A 22-year-old healthy woman.
Sepsis was due to a 3-month history of sensitive cervical-parotid enlargement refractory to medication.
It was interpreted as infectious mononucleosis syndrome and due to its persistence amoxicillin-clavulanic acid was empirically indicated without clinical improvement.
Finally, glucocorticoids were indicated with complete resolution.
Two months later she consulted again for fever associated with multiple sensitive and indurated submandibular adenopathies, with increased ipsilateral parotid volume.
The patient had a CRP level of 41 mg/L and a complete blood count with a relative neutrophilia.
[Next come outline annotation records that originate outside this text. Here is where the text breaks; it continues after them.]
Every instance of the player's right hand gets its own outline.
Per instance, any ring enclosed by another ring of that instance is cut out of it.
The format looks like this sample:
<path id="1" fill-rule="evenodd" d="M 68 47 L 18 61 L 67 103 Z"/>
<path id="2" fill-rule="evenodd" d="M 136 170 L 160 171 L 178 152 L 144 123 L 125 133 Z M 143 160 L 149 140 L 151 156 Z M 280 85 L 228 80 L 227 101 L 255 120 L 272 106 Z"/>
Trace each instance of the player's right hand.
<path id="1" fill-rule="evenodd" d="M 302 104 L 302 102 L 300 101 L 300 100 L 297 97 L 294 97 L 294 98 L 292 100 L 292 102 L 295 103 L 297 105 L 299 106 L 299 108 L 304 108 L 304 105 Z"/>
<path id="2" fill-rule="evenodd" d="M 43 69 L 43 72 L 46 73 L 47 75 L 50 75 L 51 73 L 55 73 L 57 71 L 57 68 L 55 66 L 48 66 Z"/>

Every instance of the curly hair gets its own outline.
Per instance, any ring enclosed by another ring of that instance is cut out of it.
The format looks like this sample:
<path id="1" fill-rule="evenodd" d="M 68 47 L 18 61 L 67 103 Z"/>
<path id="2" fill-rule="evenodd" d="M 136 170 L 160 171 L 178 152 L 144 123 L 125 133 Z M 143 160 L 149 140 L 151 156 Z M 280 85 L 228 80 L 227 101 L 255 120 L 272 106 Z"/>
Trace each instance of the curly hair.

Liver tests and LDH were within normal ranges.
Cervical CT was requested, which showed an increase in parotid volume and bilateral cervical ganglion groups, both of right predominance.
A probable cervical flegmon was also reported.
Antibiotics (ceftriaxone plus clindamycin) were restarted without response.
Given the persistence of the clinical picture, a second-line antibiotic scheme (vancomycin plus levofloxacin) was escalated with a chest-abdominal-pelvis CT scan with no other precarinal lymph node findings.
Immunological study with ANA and infectious for EBV, CMV, HIV, syphilis, Toxoplasma gondii and Bartonella hensenlae were negative.
Finally, cervical lymph node biopsy revealed findings consistent with histiocytic necrotizing lymphadenitis.
Antibiotics were suspended and treatment with prednisone 30 mg/day was indicated, with progressive dose reduction from the second week, completing 1 month of treatment.
Fever subsided 24 h after initiation of therapy and did not recur at 6 months follow-up.